Basics
Cluster description
The computing cluster is made up of 3 compute nodes designated p1-p3. They use a shared storeage for the /home directory so the same data is available from each individual node. The IP addresses for the nodes are the following:
p1 - 10.18.0.11
p2 - 10.18.0.12
p3 - 10.18.0.13
Each node has 24 cores. This means you can run 24 processes at the same time. Additional p1-3 contain 64Gb RAM. If you are running a programs using many cores or a log of memmory please check if anyone else is using some resource bedore running a job. Double check if there are enough computing reseources available before running your job (see below). If too much resource is used the node can freeze up and must be restarted - resulting in data loss.
Logging in and transferring data
You will be given a a login profile to one of the nodes with a username and a password.
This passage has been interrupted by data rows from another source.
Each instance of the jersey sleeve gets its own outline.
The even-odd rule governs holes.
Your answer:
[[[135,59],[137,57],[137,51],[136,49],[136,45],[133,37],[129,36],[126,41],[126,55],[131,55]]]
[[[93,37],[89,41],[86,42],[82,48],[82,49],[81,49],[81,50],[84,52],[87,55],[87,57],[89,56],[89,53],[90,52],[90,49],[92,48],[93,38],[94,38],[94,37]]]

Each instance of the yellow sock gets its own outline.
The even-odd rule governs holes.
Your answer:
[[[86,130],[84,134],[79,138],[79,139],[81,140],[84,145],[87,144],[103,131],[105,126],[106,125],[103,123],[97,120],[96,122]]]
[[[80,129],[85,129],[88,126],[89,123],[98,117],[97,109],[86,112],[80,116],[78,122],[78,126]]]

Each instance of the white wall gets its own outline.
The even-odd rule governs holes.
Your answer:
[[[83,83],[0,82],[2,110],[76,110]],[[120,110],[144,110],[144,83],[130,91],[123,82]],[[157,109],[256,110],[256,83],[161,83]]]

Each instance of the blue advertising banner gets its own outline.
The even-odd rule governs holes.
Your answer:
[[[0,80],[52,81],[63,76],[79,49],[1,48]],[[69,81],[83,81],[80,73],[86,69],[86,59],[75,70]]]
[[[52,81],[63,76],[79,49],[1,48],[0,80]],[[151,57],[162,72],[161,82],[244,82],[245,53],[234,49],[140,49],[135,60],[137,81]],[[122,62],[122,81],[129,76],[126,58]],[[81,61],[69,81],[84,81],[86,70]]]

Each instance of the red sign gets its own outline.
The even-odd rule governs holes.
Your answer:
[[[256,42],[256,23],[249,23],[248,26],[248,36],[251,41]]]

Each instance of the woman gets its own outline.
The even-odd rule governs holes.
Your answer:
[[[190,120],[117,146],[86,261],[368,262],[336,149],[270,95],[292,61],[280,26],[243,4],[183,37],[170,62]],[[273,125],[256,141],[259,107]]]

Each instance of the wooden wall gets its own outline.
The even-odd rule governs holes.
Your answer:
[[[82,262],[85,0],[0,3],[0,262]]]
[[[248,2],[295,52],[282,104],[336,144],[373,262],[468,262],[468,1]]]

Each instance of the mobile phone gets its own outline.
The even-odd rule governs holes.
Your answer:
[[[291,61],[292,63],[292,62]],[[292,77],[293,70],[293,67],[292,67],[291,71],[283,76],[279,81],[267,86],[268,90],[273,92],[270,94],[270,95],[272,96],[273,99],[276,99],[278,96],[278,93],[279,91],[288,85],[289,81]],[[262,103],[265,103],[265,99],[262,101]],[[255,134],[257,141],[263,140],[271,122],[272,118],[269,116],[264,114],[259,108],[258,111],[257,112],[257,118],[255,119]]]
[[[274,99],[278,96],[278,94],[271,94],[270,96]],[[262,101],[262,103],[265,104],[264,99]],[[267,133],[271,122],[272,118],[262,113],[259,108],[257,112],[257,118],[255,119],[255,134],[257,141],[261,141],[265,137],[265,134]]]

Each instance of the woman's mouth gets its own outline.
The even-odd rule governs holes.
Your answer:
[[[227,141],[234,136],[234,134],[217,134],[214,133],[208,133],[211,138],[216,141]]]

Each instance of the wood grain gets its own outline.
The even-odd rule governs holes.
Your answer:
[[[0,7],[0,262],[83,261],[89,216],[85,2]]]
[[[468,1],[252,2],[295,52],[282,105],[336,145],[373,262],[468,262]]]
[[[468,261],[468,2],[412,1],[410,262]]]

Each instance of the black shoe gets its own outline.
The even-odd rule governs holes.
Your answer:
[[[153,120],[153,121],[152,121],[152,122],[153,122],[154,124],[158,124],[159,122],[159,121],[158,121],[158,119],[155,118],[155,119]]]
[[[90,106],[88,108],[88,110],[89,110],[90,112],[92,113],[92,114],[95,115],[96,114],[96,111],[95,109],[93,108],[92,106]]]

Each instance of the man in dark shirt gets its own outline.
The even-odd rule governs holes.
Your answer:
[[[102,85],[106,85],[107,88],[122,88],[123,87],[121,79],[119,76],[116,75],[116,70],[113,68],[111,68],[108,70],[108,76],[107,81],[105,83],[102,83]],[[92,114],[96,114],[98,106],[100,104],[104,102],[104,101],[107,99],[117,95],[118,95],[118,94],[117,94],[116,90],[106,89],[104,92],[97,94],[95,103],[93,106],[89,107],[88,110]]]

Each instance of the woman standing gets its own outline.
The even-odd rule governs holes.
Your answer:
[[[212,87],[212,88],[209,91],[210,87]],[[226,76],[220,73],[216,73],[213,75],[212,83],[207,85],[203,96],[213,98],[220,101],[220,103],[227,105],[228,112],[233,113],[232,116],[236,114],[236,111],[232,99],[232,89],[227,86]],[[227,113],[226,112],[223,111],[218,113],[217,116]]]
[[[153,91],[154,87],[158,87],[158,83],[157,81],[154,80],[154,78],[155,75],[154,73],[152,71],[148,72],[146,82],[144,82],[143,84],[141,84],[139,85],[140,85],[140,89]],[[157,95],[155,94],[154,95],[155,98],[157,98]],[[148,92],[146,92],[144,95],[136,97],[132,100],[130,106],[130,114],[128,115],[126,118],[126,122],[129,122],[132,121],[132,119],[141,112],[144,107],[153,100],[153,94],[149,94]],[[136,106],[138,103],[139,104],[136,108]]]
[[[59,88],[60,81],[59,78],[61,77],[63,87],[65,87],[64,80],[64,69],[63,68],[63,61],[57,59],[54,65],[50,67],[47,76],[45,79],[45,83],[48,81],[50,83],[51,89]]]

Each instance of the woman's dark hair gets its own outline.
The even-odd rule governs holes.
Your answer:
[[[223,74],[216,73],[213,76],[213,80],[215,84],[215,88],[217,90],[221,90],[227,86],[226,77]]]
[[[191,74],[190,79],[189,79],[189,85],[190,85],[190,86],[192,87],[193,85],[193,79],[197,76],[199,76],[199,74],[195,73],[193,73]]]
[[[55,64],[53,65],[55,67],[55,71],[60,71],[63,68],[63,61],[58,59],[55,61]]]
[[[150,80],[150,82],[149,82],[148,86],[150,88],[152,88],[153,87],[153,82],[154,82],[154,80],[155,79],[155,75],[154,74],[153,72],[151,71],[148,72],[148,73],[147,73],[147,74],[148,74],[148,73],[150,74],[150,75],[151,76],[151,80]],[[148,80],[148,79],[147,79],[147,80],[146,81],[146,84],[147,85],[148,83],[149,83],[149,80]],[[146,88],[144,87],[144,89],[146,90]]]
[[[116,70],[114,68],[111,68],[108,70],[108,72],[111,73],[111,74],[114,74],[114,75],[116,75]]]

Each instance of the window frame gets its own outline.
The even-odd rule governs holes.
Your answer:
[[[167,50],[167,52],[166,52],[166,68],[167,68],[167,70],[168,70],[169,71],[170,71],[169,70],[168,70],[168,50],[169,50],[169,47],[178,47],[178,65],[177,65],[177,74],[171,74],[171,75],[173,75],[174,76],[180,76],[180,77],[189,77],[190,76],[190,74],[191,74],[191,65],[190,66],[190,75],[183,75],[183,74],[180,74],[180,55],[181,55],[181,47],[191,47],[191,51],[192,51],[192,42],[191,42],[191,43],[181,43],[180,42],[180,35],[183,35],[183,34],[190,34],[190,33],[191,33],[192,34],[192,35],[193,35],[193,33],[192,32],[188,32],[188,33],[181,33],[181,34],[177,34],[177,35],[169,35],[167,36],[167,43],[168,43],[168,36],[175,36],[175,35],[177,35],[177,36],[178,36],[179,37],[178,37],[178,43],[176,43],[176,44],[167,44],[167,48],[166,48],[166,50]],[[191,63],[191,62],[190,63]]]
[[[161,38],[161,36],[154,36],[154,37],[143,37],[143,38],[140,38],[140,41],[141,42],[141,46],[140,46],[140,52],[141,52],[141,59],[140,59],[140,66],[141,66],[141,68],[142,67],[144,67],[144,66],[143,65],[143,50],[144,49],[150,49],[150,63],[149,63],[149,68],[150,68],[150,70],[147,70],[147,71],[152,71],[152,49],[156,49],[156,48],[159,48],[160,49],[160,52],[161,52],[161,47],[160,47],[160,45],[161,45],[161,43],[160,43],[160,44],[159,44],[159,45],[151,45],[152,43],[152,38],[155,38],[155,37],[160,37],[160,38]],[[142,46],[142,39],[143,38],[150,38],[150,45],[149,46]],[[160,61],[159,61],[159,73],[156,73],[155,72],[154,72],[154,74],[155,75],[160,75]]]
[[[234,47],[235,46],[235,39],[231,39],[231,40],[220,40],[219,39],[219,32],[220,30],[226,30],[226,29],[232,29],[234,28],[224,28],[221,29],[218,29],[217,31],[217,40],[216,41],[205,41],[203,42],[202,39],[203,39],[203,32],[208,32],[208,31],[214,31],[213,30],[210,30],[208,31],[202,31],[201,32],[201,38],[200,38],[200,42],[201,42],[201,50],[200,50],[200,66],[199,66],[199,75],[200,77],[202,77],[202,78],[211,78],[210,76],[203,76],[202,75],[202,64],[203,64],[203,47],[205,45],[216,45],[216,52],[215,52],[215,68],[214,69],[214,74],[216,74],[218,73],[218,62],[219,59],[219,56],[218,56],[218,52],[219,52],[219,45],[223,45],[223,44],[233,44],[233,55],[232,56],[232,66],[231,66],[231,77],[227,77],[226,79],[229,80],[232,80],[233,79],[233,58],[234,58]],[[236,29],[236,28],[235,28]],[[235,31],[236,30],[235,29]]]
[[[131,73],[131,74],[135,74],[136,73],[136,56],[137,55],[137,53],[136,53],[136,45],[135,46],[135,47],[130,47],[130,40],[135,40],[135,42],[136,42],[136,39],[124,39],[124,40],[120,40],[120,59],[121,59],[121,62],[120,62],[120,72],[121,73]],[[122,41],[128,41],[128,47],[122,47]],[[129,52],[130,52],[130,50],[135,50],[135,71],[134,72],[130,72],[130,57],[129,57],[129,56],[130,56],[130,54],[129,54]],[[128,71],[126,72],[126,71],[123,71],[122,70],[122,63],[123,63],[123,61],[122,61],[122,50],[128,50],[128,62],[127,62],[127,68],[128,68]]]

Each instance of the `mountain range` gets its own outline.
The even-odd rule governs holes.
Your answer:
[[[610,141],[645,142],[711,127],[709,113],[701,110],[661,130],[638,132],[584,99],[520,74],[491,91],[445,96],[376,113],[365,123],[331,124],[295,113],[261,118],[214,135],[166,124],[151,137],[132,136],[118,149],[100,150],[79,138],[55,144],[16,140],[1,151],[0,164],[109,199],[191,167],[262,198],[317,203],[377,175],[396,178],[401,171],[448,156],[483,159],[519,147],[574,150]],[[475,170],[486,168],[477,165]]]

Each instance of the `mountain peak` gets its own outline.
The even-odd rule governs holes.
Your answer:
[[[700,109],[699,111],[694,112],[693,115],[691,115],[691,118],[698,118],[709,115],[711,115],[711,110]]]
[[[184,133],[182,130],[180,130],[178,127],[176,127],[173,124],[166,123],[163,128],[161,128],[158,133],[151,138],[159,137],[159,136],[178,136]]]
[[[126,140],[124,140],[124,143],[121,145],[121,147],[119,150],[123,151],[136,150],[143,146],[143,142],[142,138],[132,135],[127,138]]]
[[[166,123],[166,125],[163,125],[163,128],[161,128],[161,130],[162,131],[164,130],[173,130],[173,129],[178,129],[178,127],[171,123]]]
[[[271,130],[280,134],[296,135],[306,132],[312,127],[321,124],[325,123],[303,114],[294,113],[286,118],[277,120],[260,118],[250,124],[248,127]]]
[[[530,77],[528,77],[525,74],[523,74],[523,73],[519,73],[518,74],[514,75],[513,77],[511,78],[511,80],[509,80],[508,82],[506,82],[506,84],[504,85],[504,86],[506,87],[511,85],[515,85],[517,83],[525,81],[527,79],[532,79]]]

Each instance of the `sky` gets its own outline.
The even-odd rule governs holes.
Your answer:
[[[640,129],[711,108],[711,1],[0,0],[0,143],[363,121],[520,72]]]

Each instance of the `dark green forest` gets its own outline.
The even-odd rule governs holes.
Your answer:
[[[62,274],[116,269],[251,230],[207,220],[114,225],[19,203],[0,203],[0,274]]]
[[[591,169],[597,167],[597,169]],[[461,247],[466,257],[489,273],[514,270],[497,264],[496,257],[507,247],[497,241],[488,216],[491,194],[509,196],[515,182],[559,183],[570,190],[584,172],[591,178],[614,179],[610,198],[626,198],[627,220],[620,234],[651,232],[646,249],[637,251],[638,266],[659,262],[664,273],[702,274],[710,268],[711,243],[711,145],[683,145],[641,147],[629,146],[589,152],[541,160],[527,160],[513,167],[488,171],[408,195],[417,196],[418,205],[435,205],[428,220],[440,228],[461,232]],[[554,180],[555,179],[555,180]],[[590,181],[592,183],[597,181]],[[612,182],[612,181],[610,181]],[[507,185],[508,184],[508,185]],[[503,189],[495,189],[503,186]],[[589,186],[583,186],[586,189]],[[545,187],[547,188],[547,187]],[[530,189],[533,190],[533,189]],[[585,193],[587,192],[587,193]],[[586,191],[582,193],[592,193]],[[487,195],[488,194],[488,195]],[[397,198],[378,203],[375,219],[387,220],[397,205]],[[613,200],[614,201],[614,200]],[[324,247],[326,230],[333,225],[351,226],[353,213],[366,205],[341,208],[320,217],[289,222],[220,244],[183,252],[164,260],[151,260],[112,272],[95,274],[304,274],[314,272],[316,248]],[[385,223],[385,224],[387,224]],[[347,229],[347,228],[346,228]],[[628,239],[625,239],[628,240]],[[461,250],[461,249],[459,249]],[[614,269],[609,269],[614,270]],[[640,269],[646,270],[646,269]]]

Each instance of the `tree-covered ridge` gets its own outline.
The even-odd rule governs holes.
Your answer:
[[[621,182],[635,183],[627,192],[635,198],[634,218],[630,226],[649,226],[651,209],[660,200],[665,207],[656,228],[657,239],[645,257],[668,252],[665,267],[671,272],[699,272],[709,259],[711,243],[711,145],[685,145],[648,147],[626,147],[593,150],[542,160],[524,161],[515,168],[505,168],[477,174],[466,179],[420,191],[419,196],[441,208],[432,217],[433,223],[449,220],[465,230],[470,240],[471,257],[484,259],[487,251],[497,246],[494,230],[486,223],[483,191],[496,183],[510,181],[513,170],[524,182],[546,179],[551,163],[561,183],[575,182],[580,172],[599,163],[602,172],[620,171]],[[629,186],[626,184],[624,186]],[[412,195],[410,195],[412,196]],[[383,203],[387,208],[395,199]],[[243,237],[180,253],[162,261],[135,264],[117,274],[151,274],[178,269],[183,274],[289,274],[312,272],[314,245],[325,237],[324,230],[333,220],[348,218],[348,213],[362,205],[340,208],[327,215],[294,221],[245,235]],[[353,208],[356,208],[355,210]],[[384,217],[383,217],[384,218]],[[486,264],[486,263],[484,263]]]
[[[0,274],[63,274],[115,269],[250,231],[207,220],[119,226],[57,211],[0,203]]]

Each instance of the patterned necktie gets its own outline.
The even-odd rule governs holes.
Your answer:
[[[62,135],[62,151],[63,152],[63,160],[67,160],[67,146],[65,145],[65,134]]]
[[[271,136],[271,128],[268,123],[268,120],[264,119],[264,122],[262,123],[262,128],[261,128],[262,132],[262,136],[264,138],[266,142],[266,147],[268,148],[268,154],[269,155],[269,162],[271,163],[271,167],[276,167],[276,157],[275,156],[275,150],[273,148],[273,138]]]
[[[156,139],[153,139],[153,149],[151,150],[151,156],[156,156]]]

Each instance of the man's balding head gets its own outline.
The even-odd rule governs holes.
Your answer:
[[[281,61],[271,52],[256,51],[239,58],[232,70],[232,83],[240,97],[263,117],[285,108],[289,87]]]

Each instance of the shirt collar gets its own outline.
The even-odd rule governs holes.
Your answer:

Log in to the cluster using the following command:
ssh -X username@ip-address
The -X allows for X-forwarding and the loading of GUI from the cluster on your screen
You can transfer data over from the cluster onto your own computer using Filezilla or scp
Filezilla
Filezilla is a software you can download and is a bit more user friendly. Use the following credentials:
- Host - ip address (e.g. 10.18.0.11)
- Username - your user name (probably your first name)
- Password - your assigned password
- Port - 22
You can then visually navigate through the directory structure of both your local computer (left panel) and the remote server (right panel).
SCP
SCP can be used to transfer data through ssh. The command should be used as following:
scp username@ip-address:/path/to/file .
This will transfer a file at /path/to/file into your current working directory on your local machine. Wildcards (* and ?) can be used to create multiple selections, as can numerical ranges (e.g. {01..22} will iterate through values 01, 02, 03, etc. until 22).
Basic commands
Here is a list of usefull commands where input parameters (often files or folders) are designated using "<parameter>":
Command | Description |
---|---|
ls | See all files and folders in your current directory |
cd <directory> | Change directory to <directory> |
top | See a list of all current running processes (use "q" to quit) |
gunzip <file.gz> | Unzip a gzipped file |
gzip <file> | Compress (with gzip) a file to save disk space |
cp <file1> <file2> | Copy from <file1> to <file2> |
tar -zxvf <tarball.tar.gz> | Extract a tarball into a directory |
tar -zcvf <name>.tar.gz <directory> | Compress a directory into a tarball |
less | Interactively open a file for viewing |
cat <file1> | Print file to standard output (terminal) |
cat <file1> <file2> | Concatenate two files and return to output |
<command> > <file> | Write a commands output to a file |
<command> >> <file> | Append a commands output to a file |
nano <file> | Open a file in the command line editor (better than vim or emacs, only nerds use those) |
passwd | Allows you to change your password |
Navigation Tips
Here is a list of useful shortcuts for navigating within the unix file system.
Command | Description |
---|---|
. | Current directory |
.. | Parent directory |
/ | Root directory |
~ | Home directory |
Checking resource usage
When logged into one of the nodes you can use the top
command to check resrouce useage. Press q
to exit top
. You will see a window similar to the one below:
The things to look at are:
- Total load - The three numbers represent the load on the server over 1, 5 and 5 minutes.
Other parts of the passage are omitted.